Run the following commands to: (1) obtain the input file generating the
EFP parameters for the capped fragments, and (2) create the EFP input file in XYZ format.
perl prefp.pl 1 <PDB file> <MAP file> perl prefp.pl 2 <PDB file> <.efp path> <MAP file> <GMS input file name>
At the first step the script splits the biomolecule (PDB format) into fragments generating gamess MAKEFP input files with the help of a MAP file.
At the second step the .efp file from gamess MAKEFP is analyzed and is auto-edited using the same MAP file to create the final EFP input (XYZ format).

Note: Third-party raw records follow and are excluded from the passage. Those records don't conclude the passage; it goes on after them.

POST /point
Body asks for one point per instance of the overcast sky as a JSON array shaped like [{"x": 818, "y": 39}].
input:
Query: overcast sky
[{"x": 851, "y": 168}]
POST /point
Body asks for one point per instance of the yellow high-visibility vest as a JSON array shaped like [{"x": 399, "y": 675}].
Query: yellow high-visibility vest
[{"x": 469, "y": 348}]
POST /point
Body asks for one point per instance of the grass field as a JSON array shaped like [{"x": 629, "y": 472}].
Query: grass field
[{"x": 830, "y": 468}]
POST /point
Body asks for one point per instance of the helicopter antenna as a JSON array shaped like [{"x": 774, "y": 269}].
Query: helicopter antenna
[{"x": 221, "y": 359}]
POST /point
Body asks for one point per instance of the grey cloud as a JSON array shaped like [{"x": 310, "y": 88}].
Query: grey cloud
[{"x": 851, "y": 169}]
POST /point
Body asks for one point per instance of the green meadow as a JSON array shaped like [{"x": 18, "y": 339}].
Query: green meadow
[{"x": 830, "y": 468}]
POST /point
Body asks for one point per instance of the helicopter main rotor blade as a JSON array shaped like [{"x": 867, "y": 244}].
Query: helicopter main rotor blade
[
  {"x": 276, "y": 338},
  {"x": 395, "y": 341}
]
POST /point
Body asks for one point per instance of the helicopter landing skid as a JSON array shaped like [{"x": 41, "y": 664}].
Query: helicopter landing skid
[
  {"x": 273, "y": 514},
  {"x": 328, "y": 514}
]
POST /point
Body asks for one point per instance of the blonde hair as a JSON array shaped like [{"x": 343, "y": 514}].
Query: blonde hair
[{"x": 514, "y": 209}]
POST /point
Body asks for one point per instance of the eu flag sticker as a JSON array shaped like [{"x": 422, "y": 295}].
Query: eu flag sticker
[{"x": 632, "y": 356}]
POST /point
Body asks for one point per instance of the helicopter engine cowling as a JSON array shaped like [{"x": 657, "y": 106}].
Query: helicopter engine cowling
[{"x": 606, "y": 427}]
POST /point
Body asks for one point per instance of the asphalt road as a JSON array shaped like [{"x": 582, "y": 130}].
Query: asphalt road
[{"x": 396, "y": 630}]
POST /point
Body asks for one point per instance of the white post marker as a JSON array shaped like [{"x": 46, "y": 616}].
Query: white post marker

The MAP file is required as an input for the script. It defines groups of atoms belonging to each EFP fragment both for the MAKEFP calculation and for the consequent EFP jobs. Here is a description of the MAP file: Each fragment described using section $RESIDUE followed by closing $end In this example the Lys2 is extracted cutting through the peptide bond, the cut bond is saturated with hydrogen atom. The explanation of each variable is given below.
$Residue Name = lys2 PreAtoms = 14-35 NH = 14,12 CH = 34,36 PostAtoms = 14-35 Rescharge = +1 USEFP = lys2 $end
The four first lines are required for the first step of the script (gamess MAKEFP job); the next ones are necessary for the actual EFP job:
Name: Residue name
PreAtoms: Atoms which belongs to the residue for gamess MAKEFP calculation.
CH, NH, or OH: In the case of broken bonds a hydrogen atom is added so that in X–Y bond (where X belongs to the Lys2 residue and Y belongs to the previous or next residue) the Y atom is replaced by H along the X–Y axis. The default equilibrium distance for the X-H bond is set to 1.08 Å for a C–H bond, to 1.00 Å for a N–H bond, and to 0.94 Å for a O–H bond. It required to specify the atom number of the X and Y atoms.
PostAtoms: Atoms which belong to the residue after removing the overlapping fragment atoms or caps when the HLA or the CLA scheme is used. This important step removes multipoles and polarizability expansion points of those atoms according to the cutoff procedure (set by default to 1.3 Å and 1.2 Å for multipoles and polarizability expansion points, respectively). Multipole expansion at duplicated points are eliminated but to maintain the net integer charge on each amino acid the monopole expansion of the caps is redistributed on the natural fragment. This method is called Expand-Remove-Redistribute. Concerning the polarizability expansion points, only one polarizability expansion point is removed when a hydrogen atom saturates the dangling bond, whereas 6 or 5 polarizability points are removed when the cap is an amine or an aldehyde, respectively.
ResCharge: The net charge of the residue after removing the overlapping fragment atoms (cf. the LA scheme).
USEFP: Name of the EFP fragment (and .efp file) to use with this fragment in the actual EFP calculation.
Note: • In the MFCC scheme, the two first letters of the concap fragment have to be “CC”. • If the PostAtoms keyword is not present, the second script will generate an EFP job file without any modification of the parameters, which is useful for the MFCC scheme. • Q-Chem’s implementation of EFP currently does not support dipole–quadrupole polarizabilities. These may be present in a .efp generated using gamess and should be removed if that file is to be read by Q-Chem.